Politicians and planners have seen the value of investing in applied research that will enhance the ability to activate the past in the planning of current and future cities. Our cities contain time capsules filled with history, artifacts, and traces of the past. The urban heritage is visible in the city’s name, monuments, architectural details, streets, parks, and urban spaces, to name just a few places. Other parts of the past are invisible and layered beneath our feet. Our responsibility as researchers, heritage managers, and consultants is to make these time capsules available for the citizens, planners, developers, and managers so that the knowledge and traces of the past can be used in the best way as resources today. Creating a robust city is all about finding knowledge, ways, and means to activate the diverse urban heritage as a valuable resource in present societies. 

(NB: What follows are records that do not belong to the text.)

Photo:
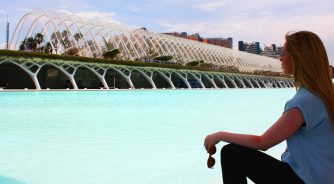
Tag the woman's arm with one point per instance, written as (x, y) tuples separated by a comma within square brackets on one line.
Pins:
[(285, 126)]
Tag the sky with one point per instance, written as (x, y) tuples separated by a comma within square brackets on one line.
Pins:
[(265, 21)]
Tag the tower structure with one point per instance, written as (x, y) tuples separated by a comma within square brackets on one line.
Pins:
[(7, 34)]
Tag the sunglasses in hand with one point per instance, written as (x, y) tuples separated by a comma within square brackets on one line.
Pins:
[(211, 161)]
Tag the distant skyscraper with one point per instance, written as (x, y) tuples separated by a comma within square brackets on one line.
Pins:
[(272, 51), (253, 47), (220, 42)]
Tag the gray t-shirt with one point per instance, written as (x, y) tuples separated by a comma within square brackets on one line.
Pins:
[(310, 151)]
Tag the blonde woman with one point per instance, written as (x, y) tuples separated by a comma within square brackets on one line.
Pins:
[(307, 124)]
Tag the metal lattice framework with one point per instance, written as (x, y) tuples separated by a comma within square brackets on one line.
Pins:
[(61, 29)]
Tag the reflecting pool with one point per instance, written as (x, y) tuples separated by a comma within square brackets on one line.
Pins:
[(126, 137)]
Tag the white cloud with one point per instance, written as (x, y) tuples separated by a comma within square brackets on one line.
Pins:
[(2, 45), (264, 29), (210, 6), (101, 16)]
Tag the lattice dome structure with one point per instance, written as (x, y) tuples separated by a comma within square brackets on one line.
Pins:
[(69, 33)]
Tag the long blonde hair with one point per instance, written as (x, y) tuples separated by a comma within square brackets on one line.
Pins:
[(310, 67)]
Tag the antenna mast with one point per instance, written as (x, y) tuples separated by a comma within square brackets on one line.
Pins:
[(7, 34)]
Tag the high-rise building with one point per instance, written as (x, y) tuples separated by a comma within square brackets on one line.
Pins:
[(253, 47), (228, 43), (272, 51)]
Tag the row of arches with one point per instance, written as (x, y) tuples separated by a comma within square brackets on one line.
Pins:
[(91, 38), (21, 74)]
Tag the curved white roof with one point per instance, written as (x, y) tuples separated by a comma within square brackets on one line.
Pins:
[(92, 38)]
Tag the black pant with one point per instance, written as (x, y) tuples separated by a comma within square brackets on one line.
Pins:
[(240, 162)]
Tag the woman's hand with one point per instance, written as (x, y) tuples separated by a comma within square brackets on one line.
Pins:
[(211, 140)]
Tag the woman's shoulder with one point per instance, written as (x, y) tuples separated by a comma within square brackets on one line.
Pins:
[(304, 97)]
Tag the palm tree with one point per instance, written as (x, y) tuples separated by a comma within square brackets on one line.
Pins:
[(38, 41)]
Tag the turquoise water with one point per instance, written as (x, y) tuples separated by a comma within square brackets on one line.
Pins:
[(126, 137)]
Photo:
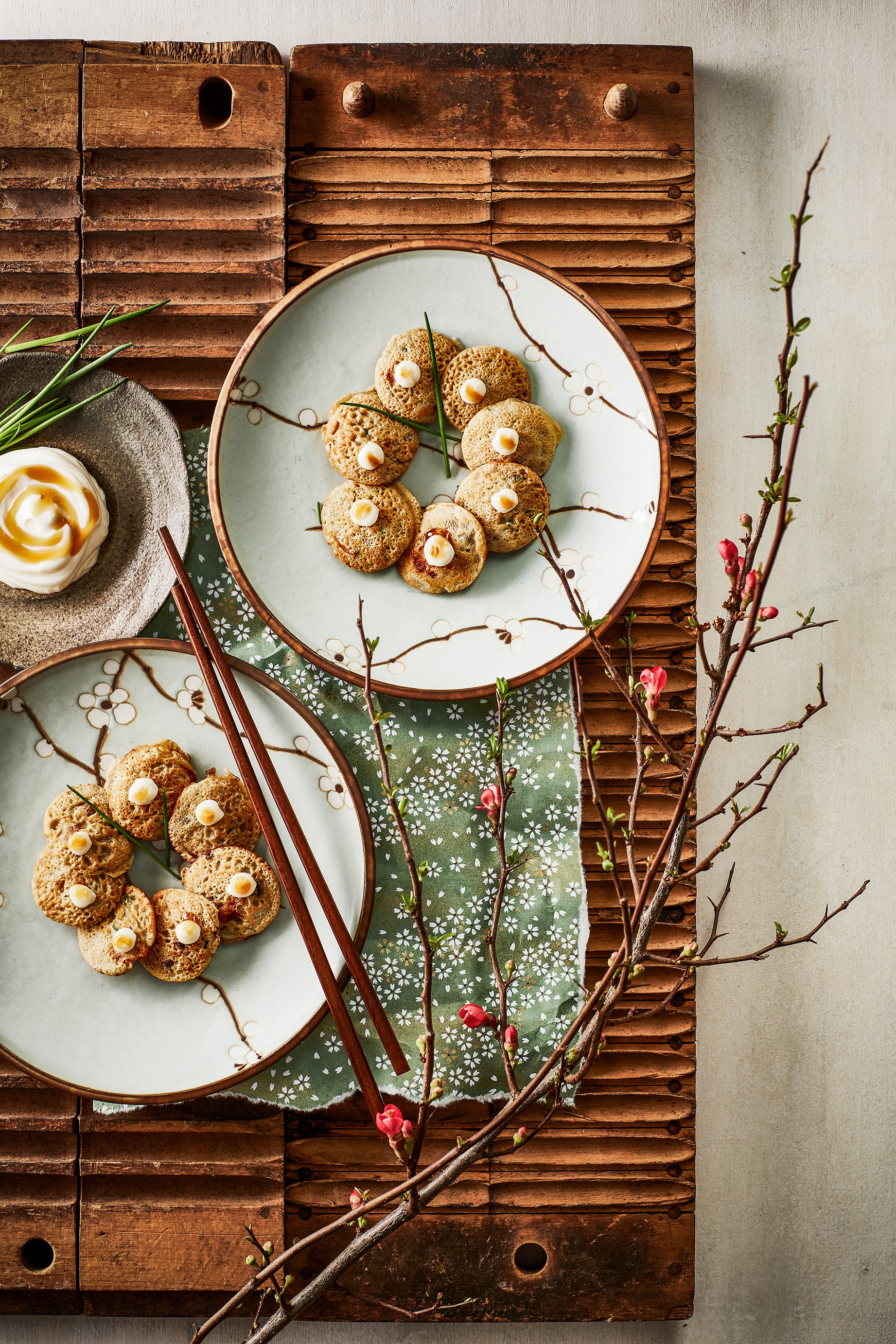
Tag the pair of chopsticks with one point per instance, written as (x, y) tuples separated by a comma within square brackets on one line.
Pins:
[(214, 666)]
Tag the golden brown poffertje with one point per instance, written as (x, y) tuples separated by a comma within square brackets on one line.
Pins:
[(506, 498), (212, 812), (511, 432), (187, 935), (480, 377), (405, 373), (244, 888), (139, 780), (367, 527), (124, 937), (366, 447), (69, 894), (448, 553)]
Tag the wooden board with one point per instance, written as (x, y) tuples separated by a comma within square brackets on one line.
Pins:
[(506, 144), (179, 205), (39, 187), (512, 146)]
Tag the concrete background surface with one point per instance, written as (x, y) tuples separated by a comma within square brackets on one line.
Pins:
[(796, 1102)]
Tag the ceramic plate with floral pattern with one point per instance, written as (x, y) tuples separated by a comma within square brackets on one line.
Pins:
[(268, 468), (135, 1038)]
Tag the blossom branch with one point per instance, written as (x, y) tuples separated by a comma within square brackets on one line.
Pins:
[(784, 728), (786, 754)]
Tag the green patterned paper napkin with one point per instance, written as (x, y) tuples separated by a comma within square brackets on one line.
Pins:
[(441, 765)]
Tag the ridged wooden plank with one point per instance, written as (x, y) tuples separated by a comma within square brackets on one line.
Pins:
[(615, 214), (598, 1267), (38, 1197), (170, 194), (163, 1201), (39, 180), (432, 97)]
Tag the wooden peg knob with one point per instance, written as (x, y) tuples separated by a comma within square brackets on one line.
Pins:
[(621, 103), (358, 100)]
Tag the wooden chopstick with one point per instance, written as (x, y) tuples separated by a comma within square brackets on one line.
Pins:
[(347, 946), (281, 863)]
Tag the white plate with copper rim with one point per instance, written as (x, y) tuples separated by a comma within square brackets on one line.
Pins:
[(268, 468), (133, 1038)]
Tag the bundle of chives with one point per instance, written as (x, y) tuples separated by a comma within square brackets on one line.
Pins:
[(31, 415)]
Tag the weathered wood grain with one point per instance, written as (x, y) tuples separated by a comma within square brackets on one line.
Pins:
[(163, 1202), (620, 1267), (39, 180), (179, 209), (38, 1195), (484, 97)]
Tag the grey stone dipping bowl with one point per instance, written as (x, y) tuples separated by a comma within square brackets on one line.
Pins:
[(131, 445)]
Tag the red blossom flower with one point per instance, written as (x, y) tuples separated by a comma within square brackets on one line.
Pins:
[(474, 1016), (653, 682), (491, 802), (390, 1121), (728, 552)]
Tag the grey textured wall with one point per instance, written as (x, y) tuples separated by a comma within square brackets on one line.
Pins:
[(796, 1151)]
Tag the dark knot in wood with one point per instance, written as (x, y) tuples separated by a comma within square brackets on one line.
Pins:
[(621, 103), (358, 100)]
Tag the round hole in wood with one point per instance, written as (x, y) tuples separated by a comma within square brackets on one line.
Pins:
[(36, 1256), (530, 1258), (215, 103)]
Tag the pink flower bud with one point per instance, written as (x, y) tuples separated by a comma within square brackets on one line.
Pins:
[(491, 799), (390, 1121), (472, 1015), (653, 682)]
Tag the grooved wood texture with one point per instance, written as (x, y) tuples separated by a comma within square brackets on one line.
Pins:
[(163, 1202), (511, 146), (39, 187), (38, 1195), (178, 206)]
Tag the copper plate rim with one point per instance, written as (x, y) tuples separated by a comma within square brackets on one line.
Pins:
[(387, 250), (367, 839)]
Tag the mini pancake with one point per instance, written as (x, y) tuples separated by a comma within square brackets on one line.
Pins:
[(468, 541), (240, 917), (69, 811), (57, 872), (497, 375), (352, 431), (375, 546), (417, 402), (238, 824), (538, 436), (168, 768), (109, 851), (168, 959), (515, 529), (133, 912)]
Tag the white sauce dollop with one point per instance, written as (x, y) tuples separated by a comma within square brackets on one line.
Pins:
[(53, 519)]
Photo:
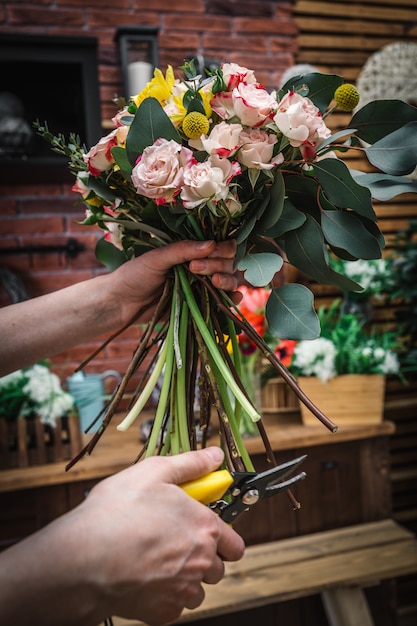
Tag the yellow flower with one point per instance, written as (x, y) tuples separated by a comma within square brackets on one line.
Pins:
[(195, 124), (159, 87), (346, 97)]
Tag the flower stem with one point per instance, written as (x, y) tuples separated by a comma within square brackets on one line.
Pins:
[(213, 348), (146, 392)]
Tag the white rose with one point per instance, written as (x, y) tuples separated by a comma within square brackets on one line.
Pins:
[(207, 181), (257, 148), (253, 105), (159, 171), (300, 120), (223, 140), (99, 158), (233, 74)]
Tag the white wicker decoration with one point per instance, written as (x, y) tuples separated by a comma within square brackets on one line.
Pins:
[(390, 73)]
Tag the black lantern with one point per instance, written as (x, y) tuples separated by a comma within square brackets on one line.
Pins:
[(138, 55)]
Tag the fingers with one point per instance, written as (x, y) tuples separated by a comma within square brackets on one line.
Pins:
[(230, 545), (181, 468), (216, 572)]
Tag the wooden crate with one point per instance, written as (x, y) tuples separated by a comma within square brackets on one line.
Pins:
[(29, 442)]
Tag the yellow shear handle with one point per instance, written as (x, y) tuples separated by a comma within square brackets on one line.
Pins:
[(209, 488)]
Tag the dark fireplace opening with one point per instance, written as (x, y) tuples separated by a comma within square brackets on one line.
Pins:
[(53, 80)]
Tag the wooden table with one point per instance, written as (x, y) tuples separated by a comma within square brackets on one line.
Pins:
[(347, 483)]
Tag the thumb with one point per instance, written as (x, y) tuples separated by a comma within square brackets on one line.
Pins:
[(191, 465)]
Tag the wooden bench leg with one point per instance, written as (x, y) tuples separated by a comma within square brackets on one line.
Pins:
[(346, 606)]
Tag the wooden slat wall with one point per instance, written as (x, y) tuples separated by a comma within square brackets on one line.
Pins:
[(338, 36)]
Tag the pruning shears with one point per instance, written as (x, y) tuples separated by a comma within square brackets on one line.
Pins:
[(232, 493)]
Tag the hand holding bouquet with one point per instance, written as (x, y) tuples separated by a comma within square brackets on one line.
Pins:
[(220, 157)]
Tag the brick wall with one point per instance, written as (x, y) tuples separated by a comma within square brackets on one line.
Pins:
[(260, 35)]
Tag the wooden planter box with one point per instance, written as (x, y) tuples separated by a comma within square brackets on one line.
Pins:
[(350, 399), (29, 442)]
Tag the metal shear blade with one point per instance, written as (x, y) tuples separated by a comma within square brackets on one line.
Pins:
[(248, 488)]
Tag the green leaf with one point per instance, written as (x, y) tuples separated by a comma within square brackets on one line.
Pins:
[(290, 313), (109, 255), (150, 123), (383, 186), (306, 250), (344, 229), (341, 189), (302, 191), (396, 153), (120, 156), (321, 87), (197, 105), (291, 219), (260, 269), (275, 205), (382, 117)]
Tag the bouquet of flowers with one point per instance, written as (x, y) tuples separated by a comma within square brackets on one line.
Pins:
[(346, 347), (219, 156), (34, 391), (255, 372)]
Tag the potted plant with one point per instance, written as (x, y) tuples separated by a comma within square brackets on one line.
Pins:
[(38, 422), (344, 370), (404, 293)]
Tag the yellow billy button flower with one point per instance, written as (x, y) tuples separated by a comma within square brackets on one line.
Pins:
[(195, 124), (346, 97)]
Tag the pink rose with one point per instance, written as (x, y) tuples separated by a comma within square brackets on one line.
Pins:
[(159, 172), (208, 181), (99, 158), (257, 147), (234, 74), (300, 121), (253, 105), (223, 140)]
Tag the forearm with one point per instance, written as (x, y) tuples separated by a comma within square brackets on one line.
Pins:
[(47, 325)]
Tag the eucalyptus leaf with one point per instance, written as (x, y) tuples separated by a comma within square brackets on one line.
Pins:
[(396, 153), (302, 191), (120, 156), (290, 313), (384, 187), (344, 229), (260, 269), (333, 138), (341, 189), (382, 117), (291, 218), (306, 250), (150, 123), (275, 205)]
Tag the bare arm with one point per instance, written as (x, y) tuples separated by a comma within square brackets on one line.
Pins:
[(45, 326), (137, 547)]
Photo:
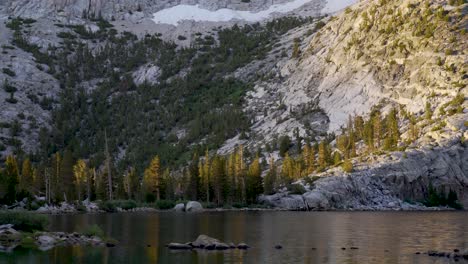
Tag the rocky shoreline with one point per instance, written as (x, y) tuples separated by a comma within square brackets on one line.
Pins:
[(205, 242), (278, 202), (10, 239)]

To arrange urban environments for today's population is a challenge that indicates the need for developing innovative ideas, concepts, and models that are able to integrate heritage in new ways to plan buildings and urban spaces. It will, in this context, be socially wise to draw on a concept regarding “deep cities,” that is, how archaeology as a way of thinking about historical change and a materiality that is relict and fragmented will become a resource in urban planning. 
Archaeology in urban environments is more than excavation practices, objects from the past hidden in the soil, and the uncovering of deep urban histories; it is also a way of thinking and reflecting on the past into concepts that can stimulate discussions about how to use the past in present urban development strategies. In this paper, theories of urban archaeology as metaphor and cultural product will be explored in order to determine the potential of using archaeology in city planning. This is elaborated by focusing on how theoretical concepts such as creative destruction, assemblage, (bri-)collage, and palimpsest pinpoint the potential of using archaeology in urban planning. 
It will be argued that a concept of “deep cities” that includes ways of thinking about urban archaeology as a cultural product will be a valuable resource in urban planning and urban development strategies, as it combines the need for change, the need for new cultural imprints in the city, and the deep historic continuity of the city.